10 Jahre später – 1926

 

Bereits 10 Jahre später im Herbst des Jahres 1926 umfasst der “ Gartenbauverein Twele e.V. in Goslar am Harz “ ungefähr 500 Mitglieder und 170 bewirtschaftete Gärten und überstieg damit weit den heutigen Umfang.
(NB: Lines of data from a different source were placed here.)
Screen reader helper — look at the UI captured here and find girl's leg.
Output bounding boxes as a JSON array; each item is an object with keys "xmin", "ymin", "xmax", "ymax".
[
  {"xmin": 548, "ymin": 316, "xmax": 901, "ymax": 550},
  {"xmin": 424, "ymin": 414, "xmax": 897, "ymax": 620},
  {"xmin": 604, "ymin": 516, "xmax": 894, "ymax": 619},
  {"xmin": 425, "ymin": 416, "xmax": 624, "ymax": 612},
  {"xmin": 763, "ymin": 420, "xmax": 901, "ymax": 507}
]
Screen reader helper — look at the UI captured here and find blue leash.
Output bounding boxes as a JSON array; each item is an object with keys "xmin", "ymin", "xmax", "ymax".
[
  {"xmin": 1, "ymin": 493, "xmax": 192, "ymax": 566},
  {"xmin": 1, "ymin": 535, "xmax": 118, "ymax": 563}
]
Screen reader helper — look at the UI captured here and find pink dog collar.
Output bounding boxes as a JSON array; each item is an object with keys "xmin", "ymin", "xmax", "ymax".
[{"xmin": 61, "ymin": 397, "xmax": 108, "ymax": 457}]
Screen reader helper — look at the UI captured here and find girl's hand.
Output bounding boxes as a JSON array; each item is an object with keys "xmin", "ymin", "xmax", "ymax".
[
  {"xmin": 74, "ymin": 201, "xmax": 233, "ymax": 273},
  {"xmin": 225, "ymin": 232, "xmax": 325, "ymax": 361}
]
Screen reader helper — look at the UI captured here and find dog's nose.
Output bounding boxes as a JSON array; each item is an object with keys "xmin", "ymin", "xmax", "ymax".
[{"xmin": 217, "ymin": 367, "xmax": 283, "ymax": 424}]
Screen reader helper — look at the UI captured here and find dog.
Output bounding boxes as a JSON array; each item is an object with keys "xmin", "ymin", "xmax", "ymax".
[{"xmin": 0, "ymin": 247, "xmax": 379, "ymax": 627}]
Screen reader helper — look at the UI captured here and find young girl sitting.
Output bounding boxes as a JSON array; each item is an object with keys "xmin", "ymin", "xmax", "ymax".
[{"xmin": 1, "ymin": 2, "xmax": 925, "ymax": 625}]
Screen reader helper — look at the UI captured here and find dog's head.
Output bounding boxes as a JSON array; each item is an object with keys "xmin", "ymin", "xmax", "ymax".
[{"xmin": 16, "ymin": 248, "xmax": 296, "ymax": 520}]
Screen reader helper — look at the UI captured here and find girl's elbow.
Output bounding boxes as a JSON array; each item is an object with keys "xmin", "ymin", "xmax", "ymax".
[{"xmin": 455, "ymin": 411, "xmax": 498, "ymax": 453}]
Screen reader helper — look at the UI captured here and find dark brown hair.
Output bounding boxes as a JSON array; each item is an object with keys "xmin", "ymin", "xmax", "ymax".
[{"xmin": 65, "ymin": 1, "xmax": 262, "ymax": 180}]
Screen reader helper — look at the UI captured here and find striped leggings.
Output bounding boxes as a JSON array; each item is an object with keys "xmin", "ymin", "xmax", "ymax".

Dank derartigen Zuwachses und reger Vereinstätigkeit konnte im mit “ Wimpeln, Fähnchen und kranztragenden Fahnenmasten “ geschmückten Prachtgelände ein groß angelegtes Jubiläumsfest gefeiert werden.

 

Es gab einen Festumzug mit “ Musikkorps “ und von der vorbereiteten Tribüne wurden in den schon damals obligatorischen Reden ein Überblick über die Entwicklung des Vereins gegeben und die enorme Bedeutung des Kleingartenwesens zu Zeiten größter Wirtschaftlicher Not (Inflation 1923 mit dem Wert von 4,2 Billionen Papiermark für 1 US-Dollar) nochmals vor Augen geführt.
Dank der sich wieder verbesserten Verhältnisse konnte dieses erste Jubiläum an dem noch die Witwe des inzwischen verstorbenen Vereinsgründers Adrian Twele teilnehmen konnte, schon mit einem Feuerwerk beendet werden.

 

Fahnenweihe am 18. Juni 1933

 

Die Fahnenweihe am 18. Juni 1933 geschah in Gedenken der Zeit des ersten Weltkrieges, als im Jahr 1916 einige Bürger der Stadt Goslar aus der herrschenden Not heraus die Kolonie gründeten, um als “ Selbstversorger “ die lebensnotwendigen Nahrungsmittel durch „Eigenprodukte “ zu ergänzen. Die Fahne des Kleingärtner – Vereins Twele wurde zu Ehren derer geweiht, die selbstlos andere mitanspornten, das zur Verfügung stehende Gelände der jetzigen Kolonie urbar zu machen und nach viel Mühen stolz auf die ersten Ertäge schauen konnten.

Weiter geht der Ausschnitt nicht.